The mustard seed is a tiny seed. But the action even of biological life works upon that tiny morsel of genetic code and activates it, and it sprouts and grows and becomes something everyone can see on the horizon: a great tree, full of singing birds.
“Above all,” says Teilhard de Chardin, “trust in the slow work of God. We are quite naturally impatient in everything to reach the end without delay. We would like to skip the intermediate stages. We are impatient of being on the way to something unknown, something new. And yet, it is the law of all progress that it is made by passing through some stage of instability—and that it may take a very long time. Above all, trust in the slow work of God.”
It is hard, though, sometimes, to trust in the slow work of God when it’s so easy to see the very quick work of human destruction. Right now there are many echoing enactments of that huddled moment in the shadow of Vesuvius: two parents attempting to shield a little child to no avail. They have no names, just an insulting, dehumanizing description. Unlike the volcano, which is an unconscious part of nature doing its thing, we have people deliberately trying to erase other people, to define them as out of the realm of our care, to disqualify the testimony of their humanity.
But, as Paul tells the Corinthians, we do not see people from a human point of view. Jesus Christ came into the stream of our history, rose up visible to all on the cross, and descended into the earth, only to rise again and knit us — all of us — by our very strands of DNA to the purposes of God. If anyone is in Christ, Paul says, there is a new creation. Not just that we are made new, that we are redeemed and renewed by grace. But that as far as we are concerned, the old order of everything has gone. A new one has taken its place. The hidden kingdom of God resides in us, and it is our task and our responsibility to testify, to co-create, to disclose and complete the work of that kingdom. As Paul says further on in this same passage: “All this is the work of God. God has reconciled us to himself through Christ, and has enlisted us in this ministry of reconciliation.”

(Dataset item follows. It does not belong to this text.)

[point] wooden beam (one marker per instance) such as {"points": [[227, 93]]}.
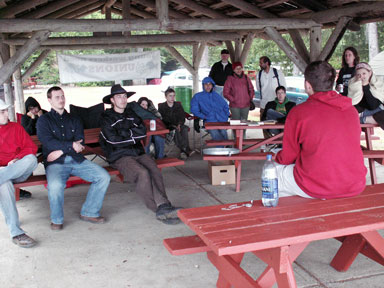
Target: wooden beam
{"points": [[315, 43], [17, 7], [181, 59], [334, 39], [246, 48], [199, 55], [49, 8], [35, 64], [299, 44], [93, 25], [289, 51], [22, 54], [114, 46], [69, 9], [161, 38], [18, 86], [162, 11], [205, 10]]}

And that starts with holding before our minds the truth. Whether we are at home or in exile, whether we are living or dying, it is Christ we are accountable to. It is Christ who defines the human, who Names us and holds that name eternally spoken, who sees our heart and the heart of every other person we lay eyes on. Who has work for us to do whether we fully understand it or not. It is Christ who is the Lord of the new creation. The old creation, that looks so powerful to us, is struggling mightily because it knows it is passing away. Tiny, puny as we are in ourselves, we are agents of the living God. We are part of that slow work, seeds purposefully sowing ourselves to grow a crop of abundance and overwhelming love.
We pray in our collect today that God will give us grace to proclaim God’s truth with boldness, and minister justice with compassion. Today I pray also that we be anointed with the Spirit, to feel that fire of the new creation, to have our eyes opened to the hidden kingdom so that waking and sleeping, living and dying, we judge and act rightly. That we be agents and workers of the living God, and give a good account of ourselves to our true Lord.
As Teilhard de Chardin wrote and our presiding bishop recently quoted: “Someday, after mastering the winds, the waves, the tides and gravity, we shall harness for God the energies of love, and then, for a second time in the history of the world, humankind will have discovered fire.”